Quando deixou de sentir medo começou a experienciar um prazer sem
limites, diferente de tudo que conhecera até então. E foi aí que
teve uma das melhores experiências da sua vida, como se se sentisse
una e múltipla como e com o universo. Ao tomar consciência de que
tinha tanto e era tão afortunada, começou a convidar as suas amigas
para partilharem com ela a mesma experiência excitante, avassaladora
e desafiante. Tornou-se especialista num vinho quente com especiarias
que brindava aos convidados e foi assim que a casa de Lúcio e de
Lyra se tornou uma casa aberta ao mundo. Este foi o segundo grande
ciclo das suas vidas, em que mais uma vez as paredes derrubaram
desafiando ao limite o sentido de “proteção”, “aconchego” e
“identidade”. Só que, neste caso concreto, não houve tragédia
mas as naturais dores de um alongamento.
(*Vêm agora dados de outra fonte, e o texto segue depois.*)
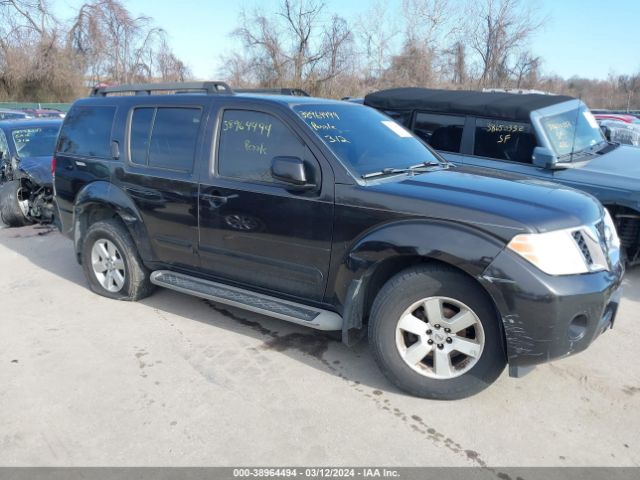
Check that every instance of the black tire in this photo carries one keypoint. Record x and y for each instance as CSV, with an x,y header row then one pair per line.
x,y
413,285
136,285
10,212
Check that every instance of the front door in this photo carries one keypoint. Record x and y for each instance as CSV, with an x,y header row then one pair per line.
x,y
254,230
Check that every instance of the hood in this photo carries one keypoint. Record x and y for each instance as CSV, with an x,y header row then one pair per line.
x,y
38,169
495,201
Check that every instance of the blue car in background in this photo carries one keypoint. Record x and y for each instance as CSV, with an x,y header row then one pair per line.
x,y
550,137
26,151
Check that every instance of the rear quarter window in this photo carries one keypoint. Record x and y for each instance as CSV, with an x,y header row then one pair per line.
x,y
87,131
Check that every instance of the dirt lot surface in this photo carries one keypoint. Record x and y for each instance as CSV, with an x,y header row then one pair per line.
x,y
174,380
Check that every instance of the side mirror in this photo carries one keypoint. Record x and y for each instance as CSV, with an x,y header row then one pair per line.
x,y
544,158
291,170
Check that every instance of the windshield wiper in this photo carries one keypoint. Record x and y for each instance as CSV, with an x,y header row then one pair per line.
x,y
420,168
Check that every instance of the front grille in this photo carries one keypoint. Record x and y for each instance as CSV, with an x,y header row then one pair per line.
x,y
584,248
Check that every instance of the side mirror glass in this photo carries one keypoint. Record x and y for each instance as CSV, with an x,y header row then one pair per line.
x,y
291,170
544,158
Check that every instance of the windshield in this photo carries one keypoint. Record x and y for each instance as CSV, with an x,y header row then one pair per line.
x,y
572,131
364,139
35,141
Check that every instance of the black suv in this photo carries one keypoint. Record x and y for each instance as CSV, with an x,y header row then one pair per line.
x,y
331,215
551,137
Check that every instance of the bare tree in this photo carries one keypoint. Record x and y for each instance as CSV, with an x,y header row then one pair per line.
x,y
497,31
526,70
376,31
33,60
629,84
291,48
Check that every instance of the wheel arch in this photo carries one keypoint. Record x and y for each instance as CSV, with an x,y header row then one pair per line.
x,y
102,200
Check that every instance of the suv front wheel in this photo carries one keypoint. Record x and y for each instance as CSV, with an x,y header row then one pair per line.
x,y
434,333
111,262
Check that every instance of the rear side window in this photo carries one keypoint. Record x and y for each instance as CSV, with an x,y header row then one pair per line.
x,y
249,141
164,137
504,140
87,131
442,132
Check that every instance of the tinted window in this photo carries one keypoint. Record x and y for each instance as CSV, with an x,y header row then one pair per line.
x,y
140,130
365,140
87,131
174,137
249,141
164,137
35,141
402,117
442,132
504,140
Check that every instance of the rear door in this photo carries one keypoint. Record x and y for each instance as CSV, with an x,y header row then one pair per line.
x,y
254,230
442,132
162,142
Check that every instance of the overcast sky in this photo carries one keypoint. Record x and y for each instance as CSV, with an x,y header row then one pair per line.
x,y
590,38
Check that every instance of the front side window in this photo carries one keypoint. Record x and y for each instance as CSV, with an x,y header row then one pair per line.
x,y
442,132
572,131
504,140
164,137
364,139
87,131
250,140
35,141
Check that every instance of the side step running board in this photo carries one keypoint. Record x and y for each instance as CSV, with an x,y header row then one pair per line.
x,y
247,300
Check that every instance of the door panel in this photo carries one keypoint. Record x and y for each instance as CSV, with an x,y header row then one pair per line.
x,y
255,232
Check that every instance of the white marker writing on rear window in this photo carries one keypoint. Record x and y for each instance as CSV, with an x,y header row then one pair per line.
x,y
397,129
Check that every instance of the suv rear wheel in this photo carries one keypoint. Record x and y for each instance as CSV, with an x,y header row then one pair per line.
x,y
14,207
111,263
435,334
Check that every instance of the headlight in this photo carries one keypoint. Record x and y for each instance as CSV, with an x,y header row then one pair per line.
x,y
555,253
610,233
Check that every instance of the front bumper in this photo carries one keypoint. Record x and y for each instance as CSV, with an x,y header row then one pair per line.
x,y
547,317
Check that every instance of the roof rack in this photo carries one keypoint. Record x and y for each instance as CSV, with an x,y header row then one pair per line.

As mulheres que passaram a
frequentar a sua casa descalçavam-se à entrada, soltavam os
cabelos, despiam-se muitas vezes e, de alguma forma reforçadas por
aquele vinho, entravam em transe dando-se a uma infinidade de
expressões numa dança pautada pelo compasso da natureza. Neste ponto podíamos talvez dizer mais coisas
acerca destas mulheres do que do nosso personagem principal. Ainda
mais quando o efeito do vinho se extinguia. Ao perder o estado de
êxtase, a embriaguez, podíamos observar a tendência de cada uma
delas para se apoderar de uma parte, de privatizar zonas, lutar pela
parte que mais lhe convinha, destacar-se, mesmo estando tudo tão nu
e aberto. Mas sobre Lúcio termina neste ponto o fio da história ou
a total possibilidade para a mesma, visto que o luar, a alvorada, o
mar, não têm história. São sempre cenário, ambiência, clima,
por vezes metáforas e analogias que ilustram propósitos individuais
ou coletivos. Apenas as figuras perecíveis que se erguem entre o céu
e a terra no pano de fundo da natureza têm uma história ou são
personagens de histórias com um início, um enredo e um fim.